Стейниц жил полной жизнью. И, оглядываясь назад, на пройденный путь, он мог вспомнить с улыбкой когда-то сказанную фразу: на шахматной доске я Эпштейн! Теперь он не нуждался в этой фразе.
Час проверки наступил. И, возможно, приблизил его сам Стейниц неудержимым взрывом своего «дурного характера». В конце 1881 года острая полемика завязалась между Стейницем как редактором шахматного отдела «The Field» и влиятельнейшим не только в Англии, но и во всем шахматном мире журналом «Chess Monthly », во главе которого стояли Иоганн Герман Цукерторт, опаснейший, по общему мнению, соперник Стейница, и Л. Гоффер, средний шахматист, но видный английский шахматный деятель, издатель и редактор шахматной литературы и вообще «меценат благородного спорта», из породы тех «просвещенных любителей», которые всегда были так ненавистны Стейницу еще с периода кафе «Куропатка», — по их адресу Стейниц никогда не жалел горьких и резких слов.
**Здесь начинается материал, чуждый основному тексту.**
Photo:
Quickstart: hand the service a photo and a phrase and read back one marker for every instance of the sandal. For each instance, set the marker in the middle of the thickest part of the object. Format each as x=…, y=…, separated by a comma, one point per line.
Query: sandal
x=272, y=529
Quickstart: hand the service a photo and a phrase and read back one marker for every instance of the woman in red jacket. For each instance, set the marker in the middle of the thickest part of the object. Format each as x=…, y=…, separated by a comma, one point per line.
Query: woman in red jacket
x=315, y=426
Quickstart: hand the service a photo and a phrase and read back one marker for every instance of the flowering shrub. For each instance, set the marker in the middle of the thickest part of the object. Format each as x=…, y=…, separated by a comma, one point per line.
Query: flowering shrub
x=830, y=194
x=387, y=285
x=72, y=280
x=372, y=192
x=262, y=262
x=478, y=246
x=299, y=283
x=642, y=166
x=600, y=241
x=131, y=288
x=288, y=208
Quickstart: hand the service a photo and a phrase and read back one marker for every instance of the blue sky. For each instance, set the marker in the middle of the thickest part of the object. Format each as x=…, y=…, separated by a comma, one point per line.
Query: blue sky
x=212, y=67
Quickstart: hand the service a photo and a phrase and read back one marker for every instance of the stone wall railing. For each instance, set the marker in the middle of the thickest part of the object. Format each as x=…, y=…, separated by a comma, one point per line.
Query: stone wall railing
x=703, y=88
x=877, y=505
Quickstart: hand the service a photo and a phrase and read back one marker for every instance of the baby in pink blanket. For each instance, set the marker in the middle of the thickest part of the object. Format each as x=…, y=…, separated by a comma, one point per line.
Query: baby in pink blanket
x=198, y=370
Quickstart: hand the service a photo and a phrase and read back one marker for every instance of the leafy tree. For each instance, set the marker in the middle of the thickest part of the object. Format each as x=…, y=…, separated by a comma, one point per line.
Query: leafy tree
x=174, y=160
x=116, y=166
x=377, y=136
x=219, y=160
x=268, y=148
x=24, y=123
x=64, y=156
Полемика по теоретическим вопросам быстро приняла, и, очевидно, по вине Стейница, резко личный характер: он никогда не претендовал на лицемерную бесстрастность, на лжеобъективизм; как у всякого идейного бойца, враги идеологические были его личными врагами. И этот теоретический спор неминуемо должен был упереться в формулу: но кто же вы, спорящий со мной! И как бы предвидя эту неизбежную формулу, Стейниц тут же печатно вызвал и Цукерторта и Гоффера на шахматный матч, издевательски предложив обоим фору в две партии. Конечно, это был аргумент скорее эмоциональный, чем логический, и полемика на этом оборвалась, получив, однако, в дальнейшем совершенно неожиданное и «глубоко комбинированное» завершение.